Data-Driven Prediction of Thresholded Time Series of Rainfall and SOC models

TL;DR

This paper compares the predictability of thresholded events in a SOC sandpile model and rainfall data, revealing how scaling behavior affects prediction accuracy and ROC curve characteristics.

Contribution

It introduces a scaling theory for event predictability in SOC models and analyzes differences in rainfall data, advancing understanding of extreme event prediction.

Findings

Scaling of quiet-time distributions enhances predictability in SOC models.

ROC curves can be extrapolated for extreme events in SOC systems.

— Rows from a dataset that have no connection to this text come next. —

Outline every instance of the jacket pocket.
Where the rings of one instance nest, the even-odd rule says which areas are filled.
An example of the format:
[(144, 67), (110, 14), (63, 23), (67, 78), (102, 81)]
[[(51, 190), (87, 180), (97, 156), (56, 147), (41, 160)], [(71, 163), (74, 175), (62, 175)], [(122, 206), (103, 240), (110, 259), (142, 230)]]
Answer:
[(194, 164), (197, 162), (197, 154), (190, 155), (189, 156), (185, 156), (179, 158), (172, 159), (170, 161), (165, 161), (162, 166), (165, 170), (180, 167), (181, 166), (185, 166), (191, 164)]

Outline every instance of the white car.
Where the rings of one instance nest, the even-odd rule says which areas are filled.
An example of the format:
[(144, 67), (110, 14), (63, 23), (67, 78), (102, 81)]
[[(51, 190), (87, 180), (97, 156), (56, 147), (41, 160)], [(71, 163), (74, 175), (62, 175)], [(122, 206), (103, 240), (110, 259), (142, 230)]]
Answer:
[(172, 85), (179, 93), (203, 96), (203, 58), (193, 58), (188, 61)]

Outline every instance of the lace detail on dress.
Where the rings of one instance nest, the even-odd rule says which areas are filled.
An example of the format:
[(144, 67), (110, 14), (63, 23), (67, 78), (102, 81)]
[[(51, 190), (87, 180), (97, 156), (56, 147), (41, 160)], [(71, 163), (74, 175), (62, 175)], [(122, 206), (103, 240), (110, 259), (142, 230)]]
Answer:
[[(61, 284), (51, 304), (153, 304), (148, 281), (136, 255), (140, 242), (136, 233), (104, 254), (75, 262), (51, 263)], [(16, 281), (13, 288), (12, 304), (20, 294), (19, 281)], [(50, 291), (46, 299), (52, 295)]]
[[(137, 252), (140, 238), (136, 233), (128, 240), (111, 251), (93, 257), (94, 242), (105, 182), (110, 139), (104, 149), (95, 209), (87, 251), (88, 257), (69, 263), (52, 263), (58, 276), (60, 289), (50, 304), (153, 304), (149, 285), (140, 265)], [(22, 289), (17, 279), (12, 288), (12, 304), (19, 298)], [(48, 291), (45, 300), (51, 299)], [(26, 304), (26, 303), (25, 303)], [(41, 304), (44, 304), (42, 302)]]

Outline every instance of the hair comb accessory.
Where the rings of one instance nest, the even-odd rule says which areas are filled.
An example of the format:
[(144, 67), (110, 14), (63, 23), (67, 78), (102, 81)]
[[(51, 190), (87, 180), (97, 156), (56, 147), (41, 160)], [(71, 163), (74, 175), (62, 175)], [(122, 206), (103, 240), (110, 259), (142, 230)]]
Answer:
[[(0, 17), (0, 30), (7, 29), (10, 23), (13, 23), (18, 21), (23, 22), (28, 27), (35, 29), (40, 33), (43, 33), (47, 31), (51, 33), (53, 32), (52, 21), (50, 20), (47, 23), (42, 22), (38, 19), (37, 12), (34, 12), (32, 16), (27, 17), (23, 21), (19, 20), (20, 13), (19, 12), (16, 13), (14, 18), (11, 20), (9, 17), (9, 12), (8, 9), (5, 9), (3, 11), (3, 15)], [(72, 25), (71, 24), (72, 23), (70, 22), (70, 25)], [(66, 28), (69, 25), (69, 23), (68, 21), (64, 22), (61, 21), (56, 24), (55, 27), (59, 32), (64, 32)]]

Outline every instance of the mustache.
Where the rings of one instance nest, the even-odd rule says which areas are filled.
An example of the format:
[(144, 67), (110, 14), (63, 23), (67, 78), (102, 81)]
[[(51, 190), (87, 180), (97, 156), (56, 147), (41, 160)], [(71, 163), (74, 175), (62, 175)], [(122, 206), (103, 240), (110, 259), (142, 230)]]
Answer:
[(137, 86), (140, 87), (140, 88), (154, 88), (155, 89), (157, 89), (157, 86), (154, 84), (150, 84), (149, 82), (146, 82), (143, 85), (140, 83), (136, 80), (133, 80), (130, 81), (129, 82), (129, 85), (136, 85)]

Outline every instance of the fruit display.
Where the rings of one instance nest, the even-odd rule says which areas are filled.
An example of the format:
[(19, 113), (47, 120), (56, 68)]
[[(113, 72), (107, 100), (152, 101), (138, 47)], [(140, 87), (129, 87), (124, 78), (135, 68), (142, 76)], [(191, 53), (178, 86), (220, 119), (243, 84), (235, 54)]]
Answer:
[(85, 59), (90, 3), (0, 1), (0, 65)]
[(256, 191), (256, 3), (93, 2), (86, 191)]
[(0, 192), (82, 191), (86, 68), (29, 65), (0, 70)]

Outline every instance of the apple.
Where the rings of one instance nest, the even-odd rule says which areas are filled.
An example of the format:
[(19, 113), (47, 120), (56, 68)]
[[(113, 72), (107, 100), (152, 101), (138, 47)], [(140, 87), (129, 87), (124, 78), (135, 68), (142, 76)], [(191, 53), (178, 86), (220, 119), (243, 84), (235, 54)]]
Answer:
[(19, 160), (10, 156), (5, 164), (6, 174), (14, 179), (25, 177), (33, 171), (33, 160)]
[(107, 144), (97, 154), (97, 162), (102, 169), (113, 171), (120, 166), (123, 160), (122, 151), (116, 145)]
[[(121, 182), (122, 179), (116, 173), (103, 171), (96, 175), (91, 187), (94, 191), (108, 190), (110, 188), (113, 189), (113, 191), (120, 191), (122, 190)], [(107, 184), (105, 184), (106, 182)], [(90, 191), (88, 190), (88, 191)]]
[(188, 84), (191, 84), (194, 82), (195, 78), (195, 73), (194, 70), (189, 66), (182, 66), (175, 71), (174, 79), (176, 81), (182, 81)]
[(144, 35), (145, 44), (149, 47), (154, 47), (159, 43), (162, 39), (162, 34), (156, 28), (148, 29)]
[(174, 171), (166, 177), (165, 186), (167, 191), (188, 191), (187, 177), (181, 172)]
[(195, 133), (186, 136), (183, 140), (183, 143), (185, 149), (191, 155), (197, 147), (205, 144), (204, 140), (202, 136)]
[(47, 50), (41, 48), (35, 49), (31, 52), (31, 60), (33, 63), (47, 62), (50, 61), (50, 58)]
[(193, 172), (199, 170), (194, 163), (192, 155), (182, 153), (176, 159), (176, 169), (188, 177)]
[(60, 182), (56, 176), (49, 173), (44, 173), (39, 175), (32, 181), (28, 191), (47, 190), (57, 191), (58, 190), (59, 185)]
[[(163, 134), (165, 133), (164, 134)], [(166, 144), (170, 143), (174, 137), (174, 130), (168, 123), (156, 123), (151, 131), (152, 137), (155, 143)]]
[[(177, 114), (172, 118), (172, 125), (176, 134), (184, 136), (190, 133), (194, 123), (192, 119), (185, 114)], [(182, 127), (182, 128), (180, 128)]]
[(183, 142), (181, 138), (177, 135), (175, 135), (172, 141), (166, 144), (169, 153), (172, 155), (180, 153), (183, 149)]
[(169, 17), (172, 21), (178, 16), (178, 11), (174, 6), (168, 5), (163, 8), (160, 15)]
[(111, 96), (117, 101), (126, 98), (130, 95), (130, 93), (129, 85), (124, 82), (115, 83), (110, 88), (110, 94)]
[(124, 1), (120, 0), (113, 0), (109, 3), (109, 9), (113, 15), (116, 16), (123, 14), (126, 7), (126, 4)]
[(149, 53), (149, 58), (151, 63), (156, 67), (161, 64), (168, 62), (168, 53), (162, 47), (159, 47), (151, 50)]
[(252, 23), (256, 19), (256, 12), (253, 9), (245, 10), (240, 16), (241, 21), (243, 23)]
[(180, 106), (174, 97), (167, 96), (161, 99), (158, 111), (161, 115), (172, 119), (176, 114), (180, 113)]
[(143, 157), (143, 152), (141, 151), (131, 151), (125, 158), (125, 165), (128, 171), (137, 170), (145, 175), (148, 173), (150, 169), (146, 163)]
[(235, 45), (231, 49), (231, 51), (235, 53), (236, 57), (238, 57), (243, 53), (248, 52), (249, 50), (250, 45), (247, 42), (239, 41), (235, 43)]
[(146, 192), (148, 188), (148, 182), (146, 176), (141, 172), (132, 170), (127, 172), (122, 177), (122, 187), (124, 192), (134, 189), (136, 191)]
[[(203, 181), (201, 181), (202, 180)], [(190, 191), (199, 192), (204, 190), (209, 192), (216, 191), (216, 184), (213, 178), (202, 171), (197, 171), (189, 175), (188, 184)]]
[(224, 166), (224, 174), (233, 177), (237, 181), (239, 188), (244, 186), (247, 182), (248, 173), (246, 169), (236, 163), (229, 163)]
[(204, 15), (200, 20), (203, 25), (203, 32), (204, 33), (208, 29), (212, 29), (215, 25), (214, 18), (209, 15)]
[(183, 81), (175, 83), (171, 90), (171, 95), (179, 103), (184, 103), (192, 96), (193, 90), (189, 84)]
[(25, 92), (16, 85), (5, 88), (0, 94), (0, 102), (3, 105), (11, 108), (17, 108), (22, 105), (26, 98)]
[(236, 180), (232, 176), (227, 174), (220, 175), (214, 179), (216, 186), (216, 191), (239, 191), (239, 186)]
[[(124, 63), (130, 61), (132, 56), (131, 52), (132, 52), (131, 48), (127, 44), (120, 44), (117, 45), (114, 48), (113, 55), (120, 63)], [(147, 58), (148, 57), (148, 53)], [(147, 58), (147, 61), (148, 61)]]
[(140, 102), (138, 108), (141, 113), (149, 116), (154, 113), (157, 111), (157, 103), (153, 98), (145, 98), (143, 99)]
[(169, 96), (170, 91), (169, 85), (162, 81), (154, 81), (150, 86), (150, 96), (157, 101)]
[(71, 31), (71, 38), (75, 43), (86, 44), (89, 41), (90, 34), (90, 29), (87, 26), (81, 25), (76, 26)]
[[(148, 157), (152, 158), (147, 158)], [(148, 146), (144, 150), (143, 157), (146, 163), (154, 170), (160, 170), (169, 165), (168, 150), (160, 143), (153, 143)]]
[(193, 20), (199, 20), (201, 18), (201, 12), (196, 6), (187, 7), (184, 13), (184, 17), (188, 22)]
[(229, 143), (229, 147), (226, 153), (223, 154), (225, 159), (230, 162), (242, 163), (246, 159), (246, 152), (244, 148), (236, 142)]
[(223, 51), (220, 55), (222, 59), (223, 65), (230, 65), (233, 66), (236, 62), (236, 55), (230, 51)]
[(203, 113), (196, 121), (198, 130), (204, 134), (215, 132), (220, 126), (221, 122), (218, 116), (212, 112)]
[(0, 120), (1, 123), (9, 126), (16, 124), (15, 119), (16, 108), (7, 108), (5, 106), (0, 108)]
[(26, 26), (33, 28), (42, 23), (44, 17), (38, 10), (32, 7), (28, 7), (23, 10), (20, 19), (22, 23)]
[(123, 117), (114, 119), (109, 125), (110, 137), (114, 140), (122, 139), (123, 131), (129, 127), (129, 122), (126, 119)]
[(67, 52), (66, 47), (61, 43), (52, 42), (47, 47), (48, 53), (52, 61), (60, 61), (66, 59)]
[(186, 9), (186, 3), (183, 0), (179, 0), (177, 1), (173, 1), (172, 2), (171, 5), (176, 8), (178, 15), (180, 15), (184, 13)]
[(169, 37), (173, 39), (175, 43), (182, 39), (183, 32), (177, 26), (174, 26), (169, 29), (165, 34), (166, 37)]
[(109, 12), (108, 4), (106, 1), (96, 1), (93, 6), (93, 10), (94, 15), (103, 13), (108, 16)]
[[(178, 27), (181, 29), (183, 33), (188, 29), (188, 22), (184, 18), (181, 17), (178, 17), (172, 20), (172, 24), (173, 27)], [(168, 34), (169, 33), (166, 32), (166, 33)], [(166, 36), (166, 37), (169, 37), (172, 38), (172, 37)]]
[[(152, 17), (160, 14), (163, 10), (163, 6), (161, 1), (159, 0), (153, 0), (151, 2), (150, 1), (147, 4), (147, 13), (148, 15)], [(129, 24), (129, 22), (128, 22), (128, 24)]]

Rainfall data shows non-scaling behavior, complicating prediction for high thresholds.

Abstract

We study the occurrence of events, subject to threshold, in a representative SOC sandpile model and in high-resolution rainfall data. The predictability in both systems is analyzed by means of a decision variable sensitive to event clustering, and the quality of the predictions is evaluated by the receiver operating characteristics (ROC) method. In the case of the SOC sandpile model, the scaling of quiet-time distributions with increasing threshold leads to increased predictability of extreme events. A scaling theory allows us to understand all the details of the prediction procedure and to extrapolate the shape of the ROC curves for the most extreme events. For rainfall data, the quiet-time distributions do not scale for high thresholds, which means that the corresponding ROC curves cannot be straightforwardly related to those for lower thresholds.